2. La concurrence fiscale et taxe professionnelle
En
France les travaux économétriques sont quasiment inexistants,
faute d'informations suffisamment désagrégées. Deux
études se distinguent cependant par leur originalité :
celles de Guengant (1992) et de Houdebine et Schneider (1997).
• Le premier soutient qu'il existe vraisemblablement une liaison
étroite entre le taux de taxe professionnelle et le prix du terrain
industriel, la variation du prix du terrain neutralisant les
inégalités locales d'imposition
73(
*
)
. Ceci permet d'expliquer pourquoi,
même au niveau le plus fin il est difficile
économétriquement de trouver un impact significatif de la seule
fiscalité locale sur l'implantation de nouvelles entreprises. Une
analyse multivariée réalisée sur les communes d'Ille et
Vilaine ayant connu de nouvelles implantations en 1988 et/ou 1989 montre que le
taux administratif de taxe professionnelle n'a pas d'impact significatif sur
les nouvelles implantations d'entreprises. En revanche, en recalculant le poids
de l'impôt en proportion de la valeur ajoutée de l'entreprise (ou
plus exactement d'une approximation de la valeur ajoutée), les variables
budgétaires et fiscales municipales deviennent significatives au seuil
usuel des tests. La mise en évidence d'un phénomène de
capitalisation fiscale (capitalisation parfaite, surcapitalisation ou
sous-capitalisation) est toutefois plus difficile à
établir et suppose de recalculer le taux de taxe professionnelle en
proportion du seul coût du capital foncier et immobilier.
• L'idée des seconds consiste à " mettre des prix sur
les distances " en cherchant à évaluer de quelle distance un
établissement qui se crée ou se développe est prêt
à déplacer ses activités pour bénéficier
d'un point en moins de taxe professionnelle. Houdebine et Schneider montrent,
entre autres, que pour un écart de taux de 10 points de taxe
professionnelle, une entreprise sera prête à délocaliser
ses activités futures d'au moins 6 kilomètres. Comme de tels
écarts n'ont rien de rares, notamment autour des grandes villes,
l'impact de la taxe professionnelle pourrait être plus significatif que
prévu.
Il ne faut pas non plus oublier que la prise en charge par l'Etat d'une part de
plus en plus importante de la taxe professionnelle peut aussi expliquer la
difficulté à faire apparaître une relation entre le niveau
de prélèvement et la localisation des entreprises. Celles-ci
transfèrent une partie de l'impôt dont elles sont redevables vers
le contribuable national, non seulement grâce au mécanisme de la
déductibilité, mais aussi par le jeu du plafonnement au titre de
la valeur ajoutée.
Les études statistiques sur la localisation des entreprises peuvent
être utilement complétées par l'observation de
l'évolution de la dispersion des taux de taxe professionnelle entre
collectivités locales. L'idée étant que la concurrence
horizontale entre collectivités locales pour attirer de nouvelles
activités devrait se caractériser par un resserrement des taux de
prélèvement dans le temps de façon analogue à ce
qui se passerait sur le marché des produits et des facteurs.

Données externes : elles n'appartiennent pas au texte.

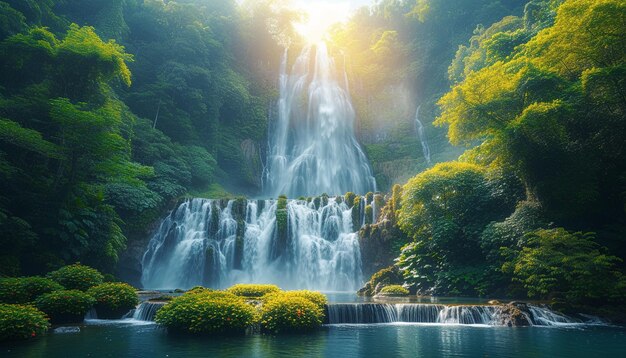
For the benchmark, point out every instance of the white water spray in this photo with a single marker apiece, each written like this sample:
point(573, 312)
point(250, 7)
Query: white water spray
point(312, 148)
point(422, 135)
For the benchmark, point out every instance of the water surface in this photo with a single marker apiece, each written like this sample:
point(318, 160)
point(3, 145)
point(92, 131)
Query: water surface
point(378, 340)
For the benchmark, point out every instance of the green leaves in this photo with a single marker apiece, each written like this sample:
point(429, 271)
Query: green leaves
point(563, 265)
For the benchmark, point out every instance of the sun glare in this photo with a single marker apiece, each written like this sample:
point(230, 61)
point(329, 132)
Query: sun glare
point(320, 16)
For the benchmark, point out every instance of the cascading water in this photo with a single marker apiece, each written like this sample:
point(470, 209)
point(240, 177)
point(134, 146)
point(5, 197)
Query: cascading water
point(422, 135)
point(367, 313)
point(217, 243)
point(312, 148)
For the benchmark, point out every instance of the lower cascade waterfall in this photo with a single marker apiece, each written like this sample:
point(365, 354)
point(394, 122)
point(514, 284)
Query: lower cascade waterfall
point(146, 311)
point(367, 313)
point(216, 243)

Le Conseil des impôts s'est penché de façon incidente sur
la question et montre que, malgré une extrême dispersion des taux
de départs qui ont été initialement fixés aux
différents niveaux de collectivités par référence
aux anciens produits de la patente, la convergence des taux de taxe
professionnelle semble opérer au seul échelon communal. Autrement
dit, la concurrence en matière de taux ne jouerait qu'entre communes.
Cette conclusion s'appuie sur la comparaison de la moyenne et de
l'écart-type des taux communaux sur la période 1988-1995 avec
ceux des départements et des régions. Ainsi le tableau 3 montre
que les taux communaux ont en moyenne diminué de plus de 3% sur la
période 1988-1995 et que l'éventail des taux a eu tendance
à se réduire dans les trois catégories de communes, mais
que ce resserrement est de loin le plus important dans les communes les plus
petites.
3. Moyenne et écart-type des taux communaux par tailles de communes
|
Moyenne
|
Moyenne
|
Ecart-type
|
Ecart-type
|
< 5
000 habitants
|
11,47
|
10,49
|
6,31
|
5,42
|
Ensemble |
11,65 |
11,22 |
6,52 |
5,72 |
Source : Conseil des impôts ; les calculs réalisés par le Conseil sont fondés sur une moyenne arithmétique (rapport entre les taux votés par les communes de la même strate démographique par le nombre de commune de cette strate), les collectivités ayant des bases faibles pesant autant que celles ayant des bases importantes.
L'évolution des taux départementaux se distingue de celle des taux communaux par une accentuation de la dispersion entre 1988 et 1995, et par une plus forte augmentation relative. Ainsi, le tableau 4 fait apparaître que les taux départementaux ont augmenté en moyenne sur la période de 0,92 points, soit près de 15%. Autrement dit, la pression de la concurrence fiscale semble s'exercer moins fortement au niveau départemental qu'au niveau communal. Comme le souligne le Conseil des impôts, ce phénomène semble prolonger ce qui avait déjà été observé au niveau des communes, " à savoir que les pressions qui s'exercent dans le sens d'une baisse et d'un resserrement de l'éventail des taux diminuent lorsque la taille des collectivités locales augmente ". L'analyse de l'évolution des taux régionaux est, en revanche, plus difficile à interpréter tout simplement parce que, s'ils ont crû de plus de 80% entre 1988 et 1995, c'est aussi en partie du fait des transferts de compétences et de la liberté des taux, instituée à partir de 1990. On remarquera toutefois la moindre dispersion relative des taux régionaux par rapport aux taux départementaux.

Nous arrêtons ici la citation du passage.